Whilst SCAD has been described across a broad demographic, it is a significant cause of ACS in young- to middle-aged women and patients with myocardial infarction in pregnancy or post-partum. The true prevalence of SCAD remains uncertain because it remains often an underdiagnosed condition in low-cardiovascular-risk populations; however, it is considered that SCAD may be a cause of up to 1% to 4% of ACS cases overall, and maybe the cause of ACS in up to 35% of MIs in women ≤ 50 years of age and the most common cause of pregnancy-associated MI (43%) [3,6,7]. The typical patient with SCAD is a young/middle-aged woman with minimal to low risk of cardiovascular (CV) risk, frequently with underlying clinical conditions associated (i.e, extraordinary vascular abnormalities such as fibromuscular dysplasia, or exogenous hormone use, connective tissue or systemic inflammatory disease). However, in contrast to the previous perception, many patients do have some CV risk factors including hypertension, smoking, and dyslipidemia, although there is no evidence these contribute directly to the risk of SCAD.

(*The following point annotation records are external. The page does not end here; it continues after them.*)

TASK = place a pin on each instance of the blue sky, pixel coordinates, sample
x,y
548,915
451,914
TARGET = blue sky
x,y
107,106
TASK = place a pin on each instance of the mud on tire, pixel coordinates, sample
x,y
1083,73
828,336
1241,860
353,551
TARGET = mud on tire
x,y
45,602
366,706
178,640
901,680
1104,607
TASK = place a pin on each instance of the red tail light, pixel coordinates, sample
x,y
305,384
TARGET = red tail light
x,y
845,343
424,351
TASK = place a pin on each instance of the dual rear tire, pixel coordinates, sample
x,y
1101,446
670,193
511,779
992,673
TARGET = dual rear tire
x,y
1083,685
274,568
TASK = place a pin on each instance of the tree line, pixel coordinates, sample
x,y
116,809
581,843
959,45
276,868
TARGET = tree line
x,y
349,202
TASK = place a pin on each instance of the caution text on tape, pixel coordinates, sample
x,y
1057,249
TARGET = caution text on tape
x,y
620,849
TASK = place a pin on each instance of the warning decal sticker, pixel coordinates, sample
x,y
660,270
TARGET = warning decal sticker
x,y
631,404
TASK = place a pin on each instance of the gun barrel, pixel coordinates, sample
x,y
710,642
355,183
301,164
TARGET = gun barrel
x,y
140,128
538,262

The clinical manifestation is primarily ACS with anginal chest pain and elevated cardiac enzymes in almost all cases (26-87% as ST-elevation MI and 13%-69% as non-ST-elevation MI); once SCAD is suspected, a catheter-based coronary angiography (CGA) is mandatory to perform as a first diagnostic exam, since in most of the cases is the only instrument necessary to diagnose SCAD [4]. If angiographic findings are inconclusive, further intravascular imaging investigation should be required. IVUS needs closer scrutiny to discriminate between plaque rupture and SCAD lesions, whereas OCT offers better spatial resolution (at the expense of lower depth of penetration), delineation of the lumen-intimal interface, and visualization of smaller lesions. However, both studies are not exempt from risk or complications, such as extending the current dissection or creating a de novo dissection with the wire or catheter [2].

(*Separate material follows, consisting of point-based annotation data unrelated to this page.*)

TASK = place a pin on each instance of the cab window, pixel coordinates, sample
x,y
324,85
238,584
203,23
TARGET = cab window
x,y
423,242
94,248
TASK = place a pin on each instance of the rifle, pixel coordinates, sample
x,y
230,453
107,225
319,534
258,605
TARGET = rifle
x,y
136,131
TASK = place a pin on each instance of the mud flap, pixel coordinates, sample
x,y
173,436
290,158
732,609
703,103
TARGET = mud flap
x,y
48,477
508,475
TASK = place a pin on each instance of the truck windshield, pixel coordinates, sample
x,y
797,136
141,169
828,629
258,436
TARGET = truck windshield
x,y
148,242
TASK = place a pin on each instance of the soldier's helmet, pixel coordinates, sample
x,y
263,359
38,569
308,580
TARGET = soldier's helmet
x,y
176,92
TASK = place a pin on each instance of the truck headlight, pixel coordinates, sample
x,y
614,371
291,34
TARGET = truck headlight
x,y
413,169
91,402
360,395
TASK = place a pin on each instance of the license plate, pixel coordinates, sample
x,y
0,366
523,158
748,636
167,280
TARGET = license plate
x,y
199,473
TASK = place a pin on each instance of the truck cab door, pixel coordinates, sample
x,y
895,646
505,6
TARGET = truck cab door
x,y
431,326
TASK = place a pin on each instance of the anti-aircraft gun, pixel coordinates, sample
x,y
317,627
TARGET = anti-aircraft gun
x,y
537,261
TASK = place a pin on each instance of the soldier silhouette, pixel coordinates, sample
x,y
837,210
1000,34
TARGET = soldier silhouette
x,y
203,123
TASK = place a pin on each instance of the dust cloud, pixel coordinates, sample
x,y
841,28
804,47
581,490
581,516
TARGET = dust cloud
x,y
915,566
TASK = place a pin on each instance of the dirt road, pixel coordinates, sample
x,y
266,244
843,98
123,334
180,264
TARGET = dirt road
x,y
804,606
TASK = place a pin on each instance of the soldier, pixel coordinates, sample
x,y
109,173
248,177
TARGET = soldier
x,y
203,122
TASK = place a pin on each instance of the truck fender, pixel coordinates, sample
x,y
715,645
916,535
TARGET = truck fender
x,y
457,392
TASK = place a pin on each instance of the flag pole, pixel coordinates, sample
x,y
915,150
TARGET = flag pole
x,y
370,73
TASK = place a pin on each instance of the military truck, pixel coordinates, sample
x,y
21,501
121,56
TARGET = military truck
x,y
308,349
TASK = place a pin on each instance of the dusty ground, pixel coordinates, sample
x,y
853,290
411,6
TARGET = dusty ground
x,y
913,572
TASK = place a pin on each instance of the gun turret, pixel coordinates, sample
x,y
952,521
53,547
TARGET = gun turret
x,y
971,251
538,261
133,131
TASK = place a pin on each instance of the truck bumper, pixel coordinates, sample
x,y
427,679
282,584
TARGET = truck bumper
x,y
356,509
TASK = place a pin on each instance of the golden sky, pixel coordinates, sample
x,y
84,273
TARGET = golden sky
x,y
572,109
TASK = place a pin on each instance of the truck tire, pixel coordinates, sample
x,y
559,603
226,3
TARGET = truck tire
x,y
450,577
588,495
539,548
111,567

The goal of the management of SCAD in the acute phase is to preserve minimal coronary flow, myocardial perfusion, and cardiac function, to relieve symptoms, and to prevent immediate complications of SCAD. Since outcomes of PCI in SCAD are less predictable, with higher rates of complications, such as iatrogenic propagation of hematoma and dissection, abrupt vessel occlusion, or stent malposition, is a common practice by interventionalists to adhere to an “as conservative as possible” approach. Revascularization remains a mainstay of treatment in a minority of SCAD patients with more severe clinical presentation, such as ongoing ischemia and/or hemodynamic instability, or clinically stable but with high-risk features such as left main dissection or severe proximal coronary occlusion [8]. CABG is reserved for situations where PCI has failed or is considered extremely high-risk, although dissected coronary arteries are profoundly fragile, unlikely to hold suture, and prone to anastomotic complications, especially with dissection extending into distal vessels [8]. Rescue thrombolysis is contraindicated in the management of SCAD since adverse outcomes related to the extension of coronary dissection or hematoma and coronary rupture leading to cardiac tamponade have been reported [4].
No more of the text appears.